Tickets.com, an MLB company, delivers innovative, cutting-edge technologies to enable frictionless and unforgettable fan experiences in venues across the globe. Together with MLB, Tickets.com is changing the landscape of the live sports and entertainment industry, delivering new digital venue and ticketing experiences to millions of fans. Our Technology team builds platforms and products that provide a new smart ticketing solution and venue experience. Using cutting-edge technology, our platform and applications are consumed by fans, stadiums, and MLB teams.
We are assembling a world-class team to build on these experiences and to scale platforms and products that anticipate emerging opportunities, including dynamic pricing and offers and digital, contactless ticketing. Our mission is to provide premium, innovative live experiences for our clients and their patrons.
Tickets.com is looking for an Associate Site Reliability Engineer passionate about building engaging products for our fans.
The Opportunity: The Associate Site Reliability Engineer will be responsible for providing consulting services and tools to teams across MLB and Tickets.com. This role will work closely with our existing Network Operations Center team members to monitor systems, applications, and services, taking action on alerts, troubleshooting and resolving issues, or escalating as the situation or playbook requires. The Associate Site Reliability Engineer will also work closely with our Site Reliability team to evangelize their mission.
Essential Job Functions:
Assist in creating Incident Response Policies and adopt tools used to respond, troubleshoot, and retrospective.

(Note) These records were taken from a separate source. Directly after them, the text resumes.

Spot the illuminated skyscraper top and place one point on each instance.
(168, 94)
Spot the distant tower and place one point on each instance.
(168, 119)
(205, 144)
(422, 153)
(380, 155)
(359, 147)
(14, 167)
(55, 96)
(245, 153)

Assisting in automating telemetry collection and maintaining and enhancing observability tooling to identify, address, and service health issues and debug running systems.
Optimize user experience through the adoption of SLIs, SLOs, and Error Budgets
Adopt cost optimization techniques to maximize the value of our SaaS solutions, including GCP, DataDog, FireHydrant, and Pagerduty
Train teams in Kubernetes operations' value and when it should be applied. æ
Train teams on the value of disaster recovery planning and high availability.
Write code to complement/fill gaps left by SaaS solutions.
Extensively utilize Terraform for infrastructure as code
Engage in incident response.
Use and administer Grafana, including developing and maintaining plugins and Dashboards.
Assist with migration observability to go forward tools, including DataDog
Administer DataDog
Educate and help teams to adopt observability best practices.
Support FinOps program by guiding teams to maximize the value of SaaS solutions.
Enhance observability tooling to make the above possible.
Improve and maintain high-alerting tools
Work with SREs to build ‘batteries included’ solutions that are extensible across the organization.
Requirements:
Bachelor's Degree in Computer Science or equivalent experience.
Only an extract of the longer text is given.